Mark Stewart, the office’s sustainability manager, said he feels the 2025 goal would be a significant logistical challenge for the university.
“We don’t know yet as a university if we can achieve it by 2025,” Stewart said. “[It] may be possible, but we do need to develop the final strategies for getting there.”
The university has already successfully halved carbon emissions three years early — a goal that was originally set for 2020. However, achieving full carbon neutrality is a much larger feat.
Stewart said he is also hopeful the university can reduce commuter emissions for graduate students, professors and others with the increased attention to ride-sharing apps and promotion of the Purple Line.
Avis, a senior government and politics major, added that this university’s Department of Transportation Services could implement electric-powered buses to reduce on-campus emissions, and that the university could build more dorms on and around campus to decrease the number of students who need to commute.
Stewart said the biggest challenge of the three goals would be the power plant.

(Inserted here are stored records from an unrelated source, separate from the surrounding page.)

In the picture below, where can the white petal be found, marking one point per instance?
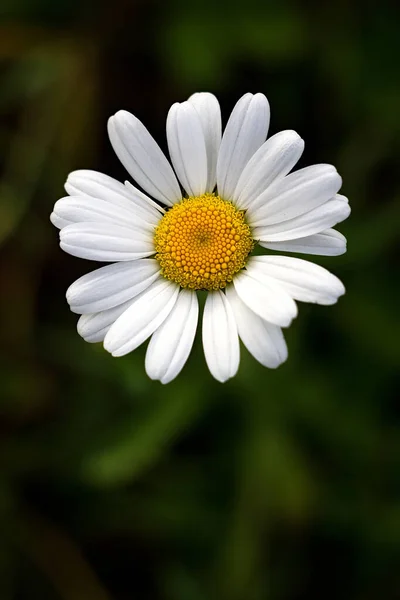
(93, 328)
(58, 221)
(105, 242)
(220, 338)
(262, 339)
(272, 161)
(79, 209)
(111, 285)
(265, 297)
(327, 215)
(143, 158)
(301, 279)
(208, 109)
(327, 243)
(97, 185)
(246, 130)
(142, 318)
(295, 195)
(170, 345)
(187, 147)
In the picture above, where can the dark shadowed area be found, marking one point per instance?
(279, 485)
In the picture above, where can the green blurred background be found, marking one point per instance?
(279, 485)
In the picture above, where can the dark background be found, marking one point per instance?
(279, 485)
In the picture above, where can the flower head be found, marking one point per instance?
(165, 245)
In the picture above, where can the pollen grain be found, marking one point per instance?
(201, 242)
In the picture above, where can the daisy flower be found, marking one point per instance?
(195, 229)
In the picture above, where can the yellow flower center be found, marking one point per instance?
(201, 242)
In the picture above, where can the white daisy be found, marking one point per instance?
(163, 249)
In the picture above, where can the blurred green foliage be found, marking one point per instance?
(280, 485)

It would be a huge effort to make a university sustainable that is this size and heated, cooled and powered by the plant, Stewart said.
Although Avis shared similar concerns, the SGA’s letter included discussion of a startup by Maryland alumni that has figured out how to transform carbon emissions coming from the plant into algae products that can be sold.
Avis said that after they are sold, 3 percent of the profit would be given back to the university. The algae would be grown in a warehouse near campus, which she hopes would be open to visitors as an attraction.
The university has been trying to figure out how to expand the power plant by 2024. With this new plan, Avis said that it is important to make sure the future plant doesn’t produce even more emissions than before.
“We need to push [the administration] to search for a solution that is responsible instead of investing in something that will increase our carbon footprint,” Avis said.
Avis said that she would also like to see solar panels on academic buildings and Xfinity Center, as well as efforts to protect green spaces on campus.
Allen, a senior government and politics major, said he hopes the university recognizes the urgency of these plans and that moving the date up will help the university focus on a target.
“We are a leader in the nation on sustainability and energy innovation, and we do great work in that field,” he said. “But that doesn’t mean we can’t be doing better.”